Narrow limits of these theories.
Чего нам больше всего не хватает у Фидлера и других того же направления, так это концепции эстетического факта не как чего-то исключительного, созданного исключительно одаренными людьми, а как непрерывной деятельности человека как такового; ибо человек обладает миром, насколько он им обладает, только в форме представлений-выражений и знает лишь постольку, поскольку творит [46]. Также эти писатели не оправданы в том, что рассматривают язык как параллельный искусству, или искусство как параллельное языку; ибо сравнения проводятся между вещами, по крайней мере частично различными, тогда как искусство и язык идентичны.
H. Bergson.
Та же критика может быть применена к французскому философу Бергсону, который в своей книге о «Смехе» [47] излагает теорию искусства, очень похожую на теорию Фидлера, и совершает ту же ошибку, представляя художественную способность как нечто отличное и исключительное по сравнению с языком повседневного использования.
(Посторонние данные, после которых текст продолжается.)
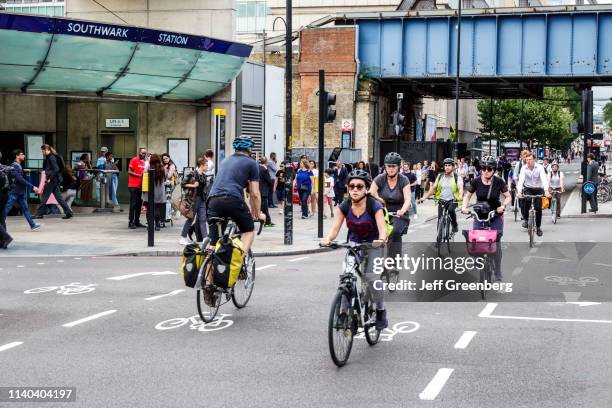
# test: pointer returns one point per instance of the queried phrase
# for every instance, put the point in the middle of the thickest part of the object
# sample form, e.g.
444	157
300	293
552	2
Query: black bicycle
445	227
352	308
240	293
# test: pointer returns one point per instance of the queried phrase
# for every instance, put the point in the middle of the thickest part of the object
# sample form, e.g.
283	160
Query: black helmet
393	158
489	161
361	175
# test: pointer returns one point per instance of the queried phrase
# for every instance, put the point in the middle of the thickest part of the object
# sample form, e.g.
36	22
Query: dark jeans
451	211
4	236
304	202
135	204
264	208
52	187
592	199
537	205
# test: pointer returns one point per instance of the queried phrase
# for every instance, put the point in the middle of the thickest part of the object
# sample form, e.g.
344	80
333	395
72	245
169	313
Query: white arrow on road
134	275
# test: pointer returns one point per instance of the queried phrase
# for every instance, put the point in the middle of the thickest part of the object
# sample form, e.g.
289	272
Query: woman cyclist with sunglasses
366	223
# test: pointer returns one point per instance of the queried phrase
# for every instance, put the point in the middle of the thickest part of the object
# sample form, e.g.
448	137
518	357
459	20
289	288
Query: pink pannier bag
481	241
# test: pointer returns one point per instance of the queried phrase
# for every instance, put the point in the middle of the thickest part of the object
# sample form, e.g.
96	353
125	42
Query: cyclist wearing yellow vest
447	187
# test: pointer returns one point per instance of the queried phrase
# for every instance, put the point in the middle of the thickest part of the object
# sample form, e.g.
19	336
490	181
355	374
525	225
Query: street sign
347	124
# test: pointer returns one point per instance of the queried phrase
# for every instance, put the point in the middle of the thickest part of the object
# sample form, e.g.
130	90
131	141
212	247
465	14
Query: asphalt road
128	340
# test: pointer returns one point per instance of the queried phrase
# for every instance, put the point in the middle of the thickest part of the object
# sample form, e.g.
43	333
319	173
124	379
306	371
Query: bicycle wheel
340	334
208	312
372	335
243	288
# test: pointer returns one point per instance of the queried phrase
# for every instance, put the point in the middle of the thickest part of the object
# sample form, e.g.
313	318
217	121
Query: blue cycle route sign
588	188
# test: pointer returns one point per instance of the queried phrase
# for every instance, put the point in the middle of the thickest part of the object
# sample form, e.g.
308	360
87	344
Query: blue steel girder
529	48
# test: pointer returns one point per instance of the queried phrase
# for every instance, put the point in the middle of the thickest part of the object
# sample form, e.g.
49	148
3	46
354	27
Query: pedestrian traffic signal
329	113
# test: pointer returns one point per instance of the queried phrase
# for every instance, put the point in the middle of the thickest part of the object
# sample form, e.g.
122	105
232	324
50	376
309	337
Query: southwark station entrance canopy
76	56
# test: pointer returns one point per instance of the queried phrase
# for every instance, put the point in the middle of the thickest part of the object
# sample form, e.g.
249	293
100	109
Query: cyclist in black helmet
226	197
366	223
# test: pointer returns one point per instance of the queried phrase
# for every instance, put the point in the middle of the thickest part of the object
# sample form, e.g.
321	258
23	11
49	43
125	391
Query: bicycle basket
227	262
481	242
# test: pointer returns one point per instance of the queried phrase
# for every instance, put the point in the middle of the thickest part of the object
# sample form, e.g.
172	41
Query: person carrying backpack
53	167
6	185
366	223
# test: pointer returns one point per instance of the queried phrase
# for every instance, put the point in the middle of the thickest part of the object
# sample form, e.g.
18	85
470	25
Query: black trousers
264	208
3	234
135	204
537	205
52	187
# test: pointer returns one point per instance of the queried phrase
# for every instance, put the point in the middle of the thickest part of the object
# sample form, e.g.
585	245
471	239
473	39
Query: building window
251	16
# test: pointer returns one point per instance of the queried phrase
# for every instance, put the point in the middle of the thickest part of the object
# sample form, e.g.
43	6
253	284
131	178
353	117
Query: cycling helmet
243	143
489	161
361	175
393	158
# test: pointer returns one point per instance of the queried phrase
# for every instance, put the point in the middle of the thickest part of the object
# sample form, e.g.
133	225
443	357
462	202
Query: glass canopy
59	54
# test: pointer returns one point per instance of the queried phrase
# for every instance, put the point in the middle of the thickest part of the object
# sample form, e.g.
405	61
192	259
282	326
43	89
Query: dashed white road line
11	345
465	339
88	318
261	268
174	292
436	384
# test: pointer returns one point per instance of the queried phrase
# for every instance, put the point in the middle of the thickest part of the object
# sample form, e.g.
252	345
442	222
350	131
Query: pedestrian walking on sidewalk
18	195
135	172
53	167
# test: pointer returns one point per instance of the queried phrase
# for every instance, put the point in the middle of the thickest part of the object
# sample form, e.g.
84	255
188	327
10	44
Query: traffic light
329	113
398	123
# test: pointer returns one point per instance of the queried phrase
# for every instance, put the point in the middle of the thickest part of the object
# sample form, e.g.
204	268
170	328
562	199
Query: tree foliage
545	122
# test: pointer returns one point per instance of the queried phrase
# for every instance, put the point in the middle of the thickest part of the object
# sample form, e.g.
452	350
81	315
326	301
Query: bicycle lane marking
11	345
487	312
261	268
174	292
436	384
465	339
89	318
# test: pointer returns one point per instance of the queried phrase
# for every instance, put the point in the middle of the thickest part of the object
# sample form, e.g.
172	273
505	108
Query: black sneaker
381	319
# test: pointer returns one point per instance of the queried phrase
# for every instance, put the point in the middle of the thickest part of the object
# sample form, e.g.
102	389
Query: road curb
257	254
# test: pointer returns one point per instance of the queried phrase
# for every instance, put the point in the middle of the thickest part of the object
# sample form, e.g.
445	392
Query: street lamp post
288	221
457	77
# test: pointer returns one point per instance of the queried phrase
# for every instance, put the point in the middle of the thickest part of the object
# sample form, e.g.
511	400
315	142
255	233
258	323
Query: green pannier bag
227	262
193	258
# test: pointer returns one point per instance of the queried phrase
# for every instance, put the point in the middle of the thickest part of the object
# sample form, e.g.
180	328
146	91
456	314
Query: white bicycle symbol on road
196	323
400	327
74	288
566	280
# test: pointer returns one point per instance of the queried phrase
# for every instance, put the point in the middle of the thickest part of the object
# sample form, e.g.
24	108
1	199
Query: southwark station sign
121	33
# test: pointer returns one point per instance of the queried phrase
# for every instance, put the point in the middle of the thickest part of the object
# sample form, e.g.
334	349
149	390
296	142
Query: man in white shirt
532	181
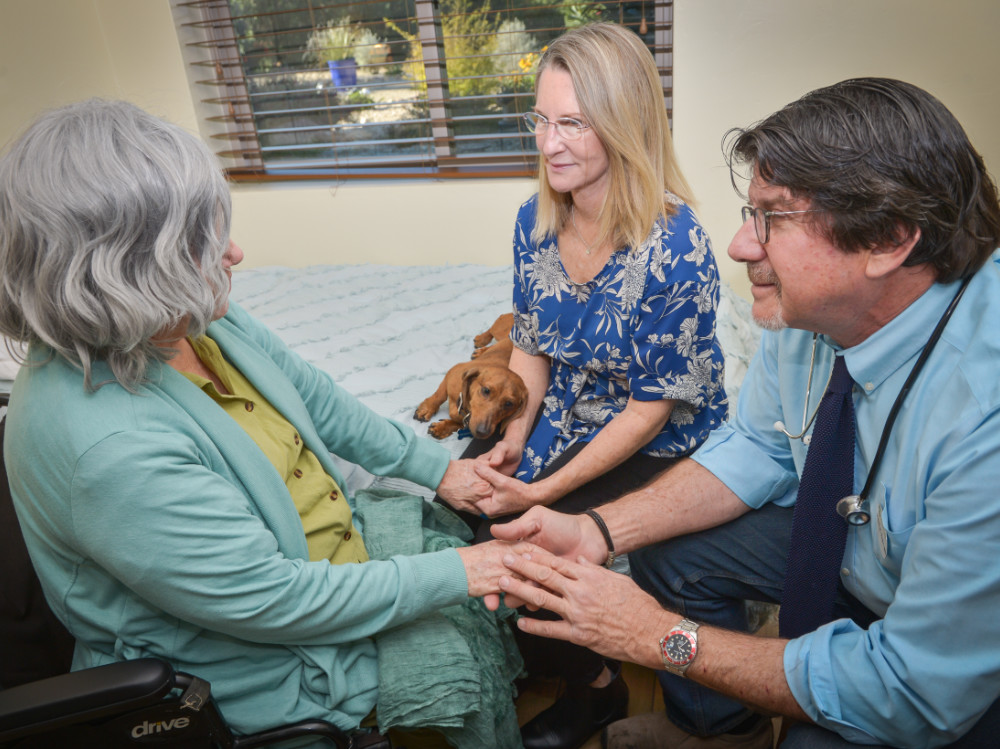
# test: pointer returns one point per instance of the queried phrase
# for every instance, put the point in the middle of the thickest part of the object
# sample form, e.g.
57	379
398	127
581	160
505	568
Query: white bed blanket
388	334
В обычной жизни, говорит Бергсон, индивидуальность вещей ускользает от нас; мы видим в них только то, что требуют наши практические нужды. Язык помогает этому упрощению; поскольку все имена, за исключением собственных имен, являются именами видов или классов. Время от времени, однако, природа, как будто в приступе рассеянности, создает души более делимого и отстраненного рода (художников), которые обнаруживают и раскрывают богатства, скрытые под бесцветными знаками и ярлыками повседневной жизни, и помогают другим (не художникам) мельком увидеть то, что видят они сами, используя для этой цели цвета, формы, ритмические связи слов и те ритмы жизни и дыхания, еще более близкие человеку, звуки и ноты музыки.